Victoire ! Bon, je vous l’ai faite « très courte » et j’ai passé les
détails, mais ça m’a pris énormément de temps, mais on est encore dans la
pleine lumière du jour. Je regagne au ralenti la bonne piste, et
"enroule" tranquillement, pour reprendre progressivement des forces.
Au CP suivant, les commissaires qui, vu le retard, s'inquiètent de savoir
pourquoi, et de mon état de santé, veulent m'arrêter. Coup de chance, je fais
mine de ne pas les comprendre, et leur dis en Espagnol que mes instruments de
bord sont tombés en panne etc etc, et je repars, à l'arrache, mais avec mon
carton pointé !! A l'approche des CP suivants, je fais bien attention d'arriver
en trombe, style "super forme", en leur criant que tout va bien... Le
soir, à la nuit tombée, je retrouve le bivouac, mort de chez mort. Mais mes
copains, qui n’ont jamais vu une telle histoire de fous me soutiennent, et me
donnent un bon coup de main pour ma mécanique ce soir-là. Sympa.
Le reste de la semaine, je m'attache à tenir le coup et à récupérer de cette journée hors du commun. Je reste concentré au maximum, afin de m'économiser dans mon pilotage et tenir le coup physiquement. Je sais que je suis largué au classement, donc pas de risques inutiles pour rattraper 15 ou 30 minutes. Finalement, les deux jours restants se passent sans embrouilles, et je prends beaucoup de plaisir en navigation.

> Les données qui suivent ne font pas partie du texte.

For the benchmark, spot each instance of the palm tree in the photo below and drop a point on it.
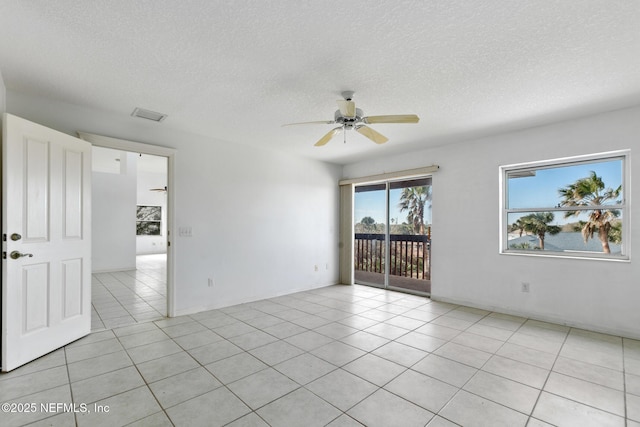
(591, 191)
(413, 200)
(368, 223)
(517, 226)
(538, 224)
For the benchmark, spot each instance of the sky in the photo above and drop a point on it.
(540, 190)
(372, 203)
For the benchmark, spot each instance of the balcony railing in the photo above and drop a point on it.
(409, 255)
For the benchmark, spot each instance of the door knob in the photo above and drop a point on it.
(16, 255)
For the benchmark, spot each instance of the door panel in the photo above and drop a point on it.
(72, 194)
(46, 285)
(36, 207)
(392, 241)
(370, 213)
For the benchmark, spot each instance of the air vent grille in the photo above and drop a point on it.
(148, 114)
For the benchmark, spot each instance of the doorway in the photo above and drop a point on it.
(392, 235)
(142, 289)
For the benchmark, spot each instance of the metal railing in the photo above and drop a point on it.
(409, 254)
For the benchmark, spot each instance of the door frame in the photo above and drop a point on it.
(390, 179)
(155, 150)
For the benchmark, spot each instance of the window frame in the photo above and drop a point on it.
(624, 206)
(158, 221)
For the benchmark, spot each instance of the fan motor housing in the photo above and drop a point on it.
(348, 121)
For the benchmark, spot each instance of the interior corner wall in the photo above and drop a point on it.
(113, 243)
(466, 265)
(264, 223)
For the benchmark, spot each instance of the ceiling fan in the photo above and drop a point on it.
(350, 117)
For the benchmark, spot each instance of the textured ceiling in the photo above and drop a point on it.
(238, 70)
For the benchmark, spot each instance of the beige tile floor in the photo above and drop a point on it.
(128, 297)
(336, 356)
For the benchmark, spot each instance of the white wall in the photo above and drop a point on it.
(146, 181)
(3, 96)
(467, 268)
(113, 213)
(261, 219)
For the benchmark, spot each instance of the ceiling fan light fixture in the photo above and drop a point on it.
(148, 114)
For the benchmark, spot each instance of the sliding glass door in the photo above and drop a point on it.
(370, 217)
(392, 241)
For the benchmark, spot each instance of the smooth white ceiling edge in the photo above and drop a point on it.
(409, 173)
(126, 145)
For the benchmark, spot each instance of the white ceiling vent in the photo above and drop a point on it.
(149, 115)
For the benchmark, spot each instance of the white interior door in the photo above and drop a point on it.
(46, 265)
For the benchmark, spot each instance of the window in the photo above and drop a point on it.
(148, 220)
(575, 207)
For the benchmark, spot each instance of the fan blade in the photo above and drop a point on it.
(399, 118)
(321, 122)
(347, 108)
(328, 136)
(376, 137)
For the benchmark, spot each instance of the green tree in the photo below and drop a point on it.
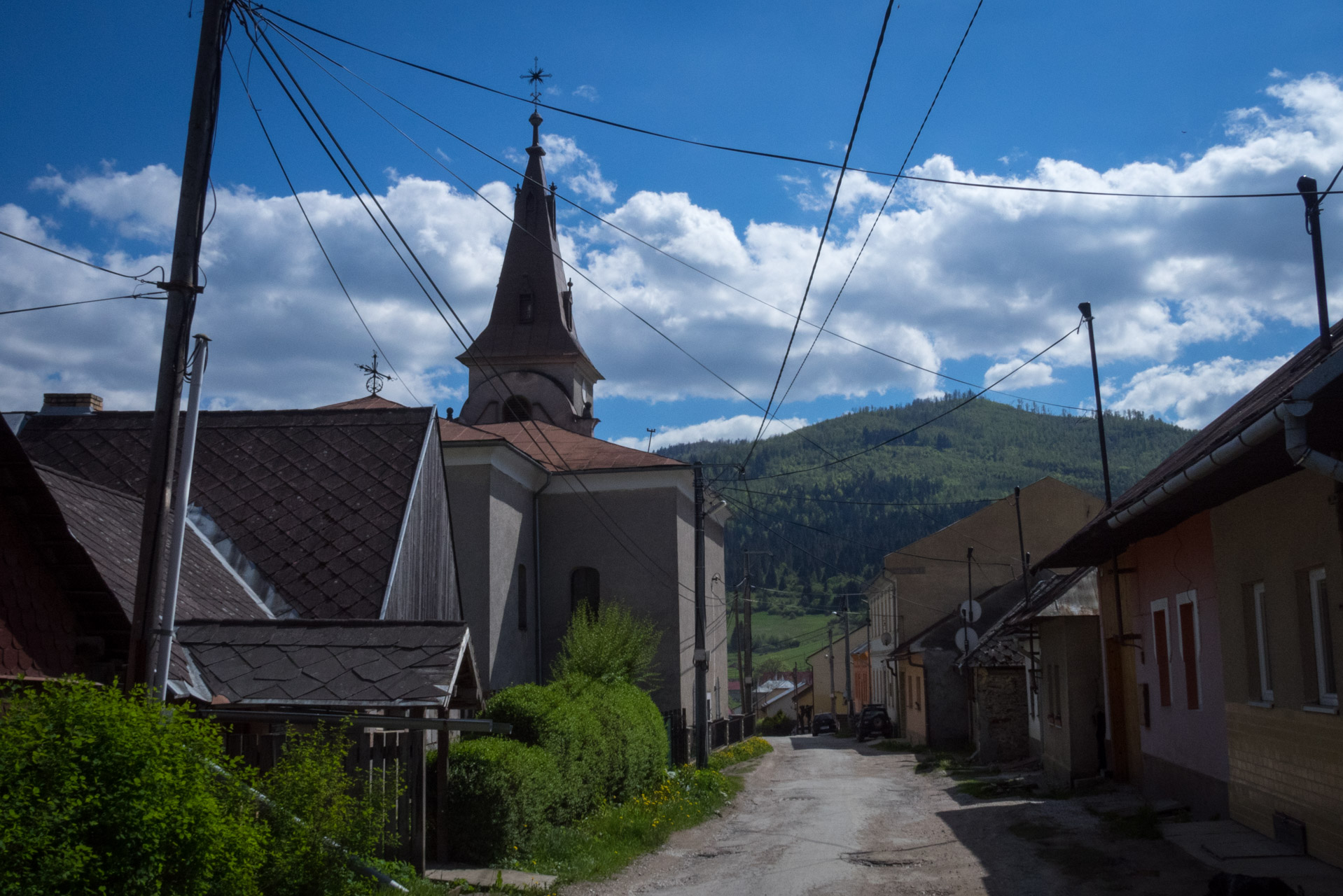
(105, 793)
(608, 645)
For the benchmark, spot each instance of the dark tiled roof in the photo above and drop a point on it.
(314, 498)
(557, 449)
(1260, 465)
(308, 663)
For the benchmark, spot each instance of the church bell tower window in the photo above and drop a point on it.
(517, 410)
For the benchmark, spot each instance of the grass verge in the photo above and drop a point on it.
(611, 837)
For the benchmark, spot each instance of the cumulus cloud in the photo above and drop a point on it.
(1195, 394)
(740, 428)
(578, 171)
(951, 274)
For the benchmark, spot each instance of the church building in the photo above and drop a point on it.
(547, 516)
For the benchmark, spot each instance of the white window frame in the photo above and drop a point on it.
(1261, 643)
(1323, 641)
(1181, 599)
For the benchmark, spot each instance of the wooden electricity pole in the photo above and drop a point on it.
(172, 363)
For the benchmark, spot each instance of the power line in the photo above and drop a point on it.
(313, 232)
(88, 301)
(139, 279)
(903, 504)
(300, 43)
(884, 203)
(751, 152)
(825, 232)
(930, 421)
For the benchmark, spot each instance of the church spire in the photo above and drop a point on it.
(529, 352)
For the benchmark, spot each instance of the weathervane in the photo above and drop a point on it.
(536, 77)
(375, 378)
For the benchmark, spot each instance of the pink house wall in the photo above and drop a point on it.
(1185, 754)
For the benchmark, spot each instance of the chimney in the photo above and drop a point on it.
(70, 403)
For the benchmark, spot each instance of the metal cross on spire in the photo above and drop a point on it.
(375, 378)
(536, 77)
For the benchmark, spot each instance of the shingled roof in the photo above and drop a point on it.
(326, 663)
(313, 498)
(557, 449)
(1259, 465)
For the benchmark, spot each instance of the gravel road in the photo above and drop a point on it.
(826, 816)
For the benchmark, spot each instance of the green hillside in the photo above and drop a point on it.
(830, 527)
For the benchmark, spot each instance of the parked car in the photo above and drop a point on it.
(873, 722)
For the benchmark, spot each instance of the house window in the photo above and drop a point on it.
(517, 410)
(1262, 666)
(585, 587)
(1186, 609)
(522, 597)
(1162, 640)
(1326, 684)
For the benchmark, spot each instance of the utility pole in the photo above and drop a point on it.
(830, 653)
(1115, 660)
(848, 665)
(1021, 543)
(702, 657)
(181, 304)
(1310, 192)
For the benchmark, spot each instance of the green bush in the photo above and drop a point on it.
(500, 794)
(608, 645)
(101, 793)
(314, 804)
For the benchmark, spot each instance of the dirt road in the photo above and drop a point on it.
(825, 816)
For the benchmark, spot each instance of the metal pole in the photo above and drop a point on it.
(1021, 543)
(702, 657)
(1100, 413)
(848, 666)
(181, 498)
(1310, 192)
(181, 304)
(830, 653)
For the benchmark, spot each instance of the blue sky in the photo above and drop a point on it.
(1195, 300)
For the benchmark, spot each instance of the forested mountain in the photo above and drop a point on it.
(829, 527)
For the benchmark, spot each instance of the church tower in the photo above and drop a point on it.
(528, 365)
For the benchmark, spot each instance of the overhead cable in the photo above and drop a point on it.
(751, 152)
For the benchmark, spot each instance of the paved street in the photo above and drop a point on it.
(826, 816)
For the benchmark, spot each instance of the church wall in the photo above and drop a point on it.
(643, 577)
(512, 649)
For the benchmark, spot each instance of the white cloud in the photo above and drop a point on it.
(740, 428)
(1195, 394)
(951, 274)
(582, 175)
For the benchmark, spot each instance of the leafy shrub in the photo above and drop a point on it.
(610, 645)
(314, 802)
(740, 751)
(101, 793)
(500, 794)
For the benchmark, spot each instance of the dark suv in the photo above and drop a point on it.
(873, 722)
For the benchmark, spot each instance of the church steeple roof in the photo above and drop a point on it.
(532, 318)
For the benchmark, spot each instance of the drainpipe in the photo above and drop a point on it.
(536, 567)
(1302, 454)
(181, 495)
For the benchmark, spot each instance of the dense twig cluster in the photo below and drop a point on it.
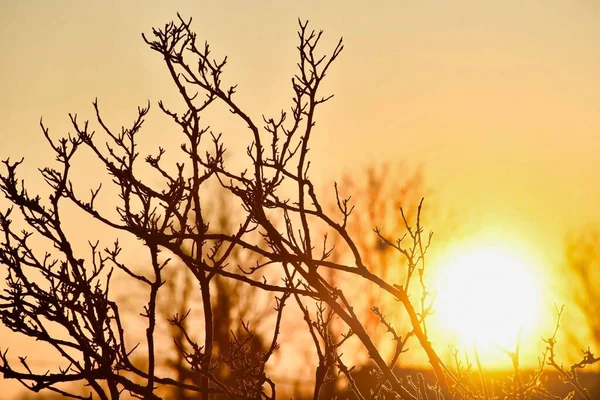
(283, 228)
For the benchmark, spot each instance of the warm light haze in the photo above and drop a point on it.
(496, 104)
(491, 296)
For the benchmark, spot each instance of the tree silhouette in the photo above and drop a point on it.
(284, 233)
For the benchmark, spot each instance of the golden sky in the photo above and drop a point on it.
(499, 102)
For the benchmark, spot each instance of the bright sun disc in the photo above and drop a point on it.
(488, 295)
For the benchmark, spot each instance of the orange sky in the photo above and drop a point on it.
(500, 103)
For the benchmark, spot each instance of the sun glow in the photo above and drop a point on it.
(489, 296)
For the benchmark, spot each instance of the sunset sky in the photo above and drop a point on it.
(497, 102)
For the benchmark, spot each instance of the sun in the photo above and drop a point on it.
(488, 295)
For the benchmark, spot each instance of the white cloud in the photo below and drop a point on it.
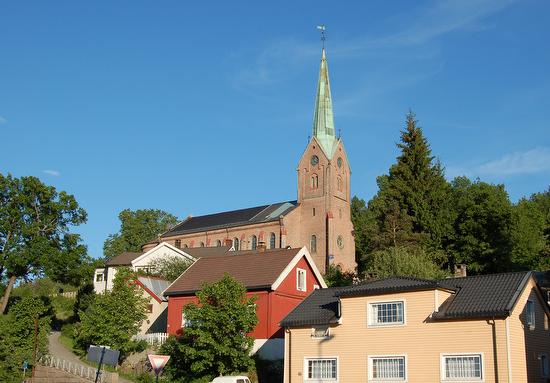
(54, 173)
(532, 161)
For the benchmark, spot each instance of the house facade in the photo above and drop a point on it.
(319, 219)
(491, 328)
(279, 279)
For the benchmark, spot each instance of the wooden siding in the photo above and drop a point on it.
(421, 340)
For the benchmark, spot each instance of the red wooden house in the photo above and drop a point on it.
(279, 278)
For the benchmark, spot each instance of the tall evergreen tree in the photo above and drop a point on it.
(412, 205)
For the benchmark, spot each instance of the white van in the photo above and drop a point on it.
(231, 379)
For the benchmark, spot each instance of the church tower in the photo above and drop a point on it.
(324, 187)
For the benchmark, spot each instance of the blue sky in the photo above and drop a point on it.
(202, 107)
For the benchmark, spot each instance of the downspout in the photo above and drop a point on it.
(495, 351)
(508, 351)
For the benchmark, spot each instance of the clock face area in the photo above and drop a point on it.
(314, 160)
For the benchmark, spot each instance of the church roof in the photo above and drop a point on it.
(249, 216)
(323, 118)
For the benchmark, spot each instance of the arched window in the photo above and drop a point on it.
(313, 244)
(314, 181)
(272, 240)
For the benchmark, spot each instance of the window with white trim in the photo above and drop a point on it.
(301, 280)
(322, 369)
(543, 365)
(321, 332)
(462, 367)
(386, 313)
(385, 368)
(530, 314)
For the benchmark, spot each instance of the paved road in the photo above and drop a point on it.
(60, 351)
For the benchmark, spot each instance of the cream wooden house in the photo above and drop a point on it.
(491, 328)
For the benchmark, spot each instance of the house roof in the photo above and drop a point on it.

Je termine quand même 33ème au scratch, et finalement 5ème au championnat du monde 2005 - 450cc, et premier Français. Je suis hyper content de cette nouvelle expérience, et surtout satisfait d'être allé au bout après toutes ces péripéties. Je suis aussi enthousiaste d'avoir rencontré des personnes attachantes dans un pays vraiment étonnant. D'ailleurs, j'ai parlé avec l'Emir du tourisme qui connaît désormais où se trouve La Réunion; Et peut-être en a-t-il parlé à Mickaël JACKSON qui était invité à la remise des prix !... "Tout est possible", voilà je crois une bonne définition des Emirats Arabes Unis.